WASPADA DEMAM BERDARAH DENGUE PADA ANAK
Demam Berdarah Dengue (DBD) masih menjadi ancaman serius bagi kesehatan anak, terutama di musim hujan. Di Kota Bandung, kasus DBD dilaporkan terus meningkat, sehingga kewaspadaan dan deteksi dini sangat diperlukan oleh orang tua dan masyarakat.
DBD disebabkan oleh virus dengue yang ditularkan melalui gigitan nyamuk Aedes aegypti. Anak-anak merupakan kelompok yang rentan mengalami kondisi berat bila penanganan terlambat. Oleh karena itu, mengenali gejala sejak awal dan mengetahui langkah yang tepat dapat menyelamatkan nyawa.
Gejala DBD pada Anak yang Perlu Diwaspadai
DBD sering kali diawali dengan gejala yang tampak seperti demam biasa. Namun, orang tua perlu lebih waspada bila anak mengalami:
-
Demam tinggi mendadak (≥39°C)
-
Sakit kepala, nyeri otot dan sendi
-
Mual, muntah, serta penurunan nafsu makan
-
Ruam atau kemerahan pada kulit
-
Mimisan atau anak mudah mengalami memar
Gejala-gejala ini dapat muncul dalam beberapa hari pertama dan berpotensi berkembang menjadi kondisi yang lebih serius.
Tanda Bahaya: Segera ke Fasilitas Kesehatan
Segera bawa anak ke puskesmas atau rumah sakit terdekat apabila muncul tanda-tanda berikut:
-
Nyeri perut hebat
-
Muntah terus-menerus
-
Anak tampak lemas, gelisah, atau sampai pingsan
-
Perdarahan, seperti mimisan hebat atau buang air besar berwarna hitam
Penanganan medis yang cepat sangat menentukan keselamatan anak.

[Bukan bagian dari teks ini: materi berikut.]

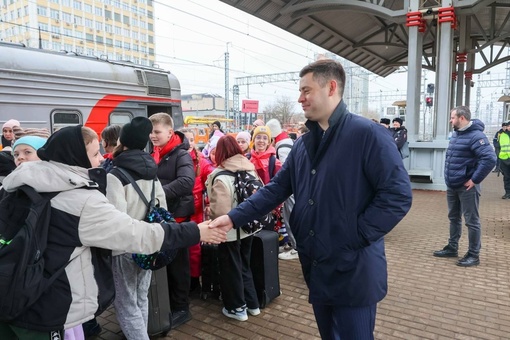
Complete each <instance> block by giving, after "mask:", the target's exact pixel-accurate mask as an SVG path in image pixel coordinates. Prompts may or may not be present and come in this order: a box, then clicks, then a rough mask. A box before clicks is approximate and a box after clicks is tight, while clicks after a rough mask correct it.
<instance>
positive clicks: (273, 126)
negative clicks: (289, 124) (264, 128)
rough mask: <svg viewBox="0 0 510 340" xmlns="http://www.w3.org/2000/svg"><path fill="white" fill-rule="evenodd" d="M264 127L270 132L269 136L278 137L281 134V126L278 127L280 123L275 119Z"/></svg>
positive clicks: (279, 122) (268, 121) (281, 129)
mask: <svg viewBox="0 0 510 340" xmlns="http://www.w3.org/2000/svg"><path fill="white" fill-rule="evenodd" d="M266 126H267V127H268V128H269V130H271V135H272V136H273V137H276V136H278V135H279V134H280V133H282V126H281V125H280V122H279V121H278V120H277V119H274V118H273V119H270V120H269V121H268V122H267V123H266Z"/></svg>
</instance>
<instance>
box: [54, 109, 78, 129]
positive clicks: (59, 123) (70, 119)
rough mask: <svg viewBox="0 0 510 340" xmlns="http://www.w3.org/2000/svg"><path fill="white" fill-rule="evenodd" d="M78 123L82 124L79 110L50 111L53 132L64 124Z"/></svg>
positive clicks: (67, 125)
mask: <svg viewBox="0 0 510 340" xmlns="http://www.w3.org/2000/svg"><path fill="white" fill-rule="evenodd" d="M80 124H83V117H82V114H81V112H79V111H76V110H62V109H59V110H54V111H53V112H52V113H51V127H52V131H53V132H55V131H57V130H59V129H61V128H63V127H66V126H73V125H80Z"/></svg>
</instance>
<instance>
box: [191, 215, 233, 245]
mask: <svg viewBox="0 0 510 340" xmlns="http://www.w3.org/2000/svg"><path fill="white" fill-rule="evenodd" d="M209 223H211V220H207V221H205V222H202V223H200V224H199V225H198V229H199V230H200V241H202V242H205V243H214V244H218V243H221V242H225V241H226V240H227V233H226V232H225V231H224V230H223V229H221V228H210V227H209Z"/></svg>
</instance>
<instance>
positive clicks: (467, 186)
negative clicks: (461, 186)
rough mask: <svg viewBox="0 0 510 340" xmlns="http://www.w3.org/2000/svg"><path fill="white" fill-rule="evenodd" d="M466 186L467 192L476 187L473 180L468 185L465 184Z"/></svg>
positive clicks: (464, 185)
mask: <svg viewBox="0 0 510 340" xmlns="http://www.w3.org/2000/svg"><path fill="white" fill-rule="evenodd" d="M464 186H465V187H466V190H469V189H471V188H472V187H474V186H475V183H474V182H473V181H472V180H469V181H467V182H466V183H464Z"/></svg>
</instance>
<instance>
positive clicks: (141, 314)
mask: <svg viewBox="0 0 510 340" xmlns="http://www.w3.org/2000/svg"><path fill="white" fill-rule="evenodd" d="M112 269H113V278H114V281H115V293H116V295H115V301H114V302H113V304H114V306H115V310H116V313H117V320H118V321H119V324H120V328H121V329H122V333H124V336H125V337H126V338H127V339H128V340H143V339H145V340H149V335H148V334H147V322H148V320H149V299H148V297H147V295H148V293H149V287H150V284H151V276H152V271H150V270H144V269H142V268H140V267H138V265H137V264H136V263H135V261H133V258H132V257H131V254H122V255H117V256H114V257H113V263H112Z"/></svg>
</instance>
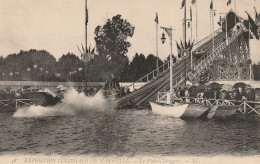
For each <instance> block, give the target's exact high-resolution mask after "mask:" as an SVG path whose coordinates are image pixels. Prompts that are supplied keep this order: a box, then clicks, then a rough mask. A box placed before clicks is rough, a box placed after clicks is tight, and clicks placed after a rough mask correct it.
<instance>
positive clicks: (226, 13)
mask: <svg viewBox="0 0 260 164" xmlns="http://www.w3.org/2000/svg"><path fill="white" fill-rule="evenodd" d="M226 45H228V38H227V13H226Z"/></svg>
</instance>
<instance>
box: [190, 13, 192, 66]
mask: <svg viewBox="0 0 260 164" xmlns="http://www.w3.org/2000/svg"><path fill="white" fill-rule="evenodd" d="M190 12H191V14H190V16H191V18H190V26H191V29H190V30H191V34H190V38H191V39H190V40H191V42H192V10H190ZM190 60H191V62H190V67H191V69H192V64H193V58H192V50H191V52H190Z"/></svg>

Peran Orang Tua dalam Penanganan Awal
Orang tua memiliki peran penting dalam mendampingi anak yang dicurigai DBD. Langkah yang dianjurkan antara lain:
-
Jangan menunda pemeriksaan ke fasilitas kesehatan
-
Pastikan anak mendapatkan cairan yang cukup
-
Berikan obat penurun panas sesuai anjuran dokter
-
Jangan memberikan obat lain tanpa resep dokter
-
Jangan menunggu hingga trombosit turun untuk mencari pertolongan medis
Pencegahan DBD dengan 3M Plus
Mencegah selalu lebih baik daripada mengobati. DBD dapat dicegah dengan menerapkan langkah 3M Plus, yaitu:
-
Menguras tempat penampungan air minimal 1 kali seminggu
-
Menutup rapat wadah air
-
Mengubur atau mendaur ulang barang-barang bekas yang berpotensi menampung air
-
Plus, melakukan upaya tambahan seperti menggunakan kelambu, lotion anti nyamuk, dan menjaga kebersihan lingkungan
Ingat!
DBD dapat berakibat fatal bila terlambat ditangani. Deteksi dini dan penanganan yang cepat adalah kunci utama untuk menyelamatkan nyawa anak.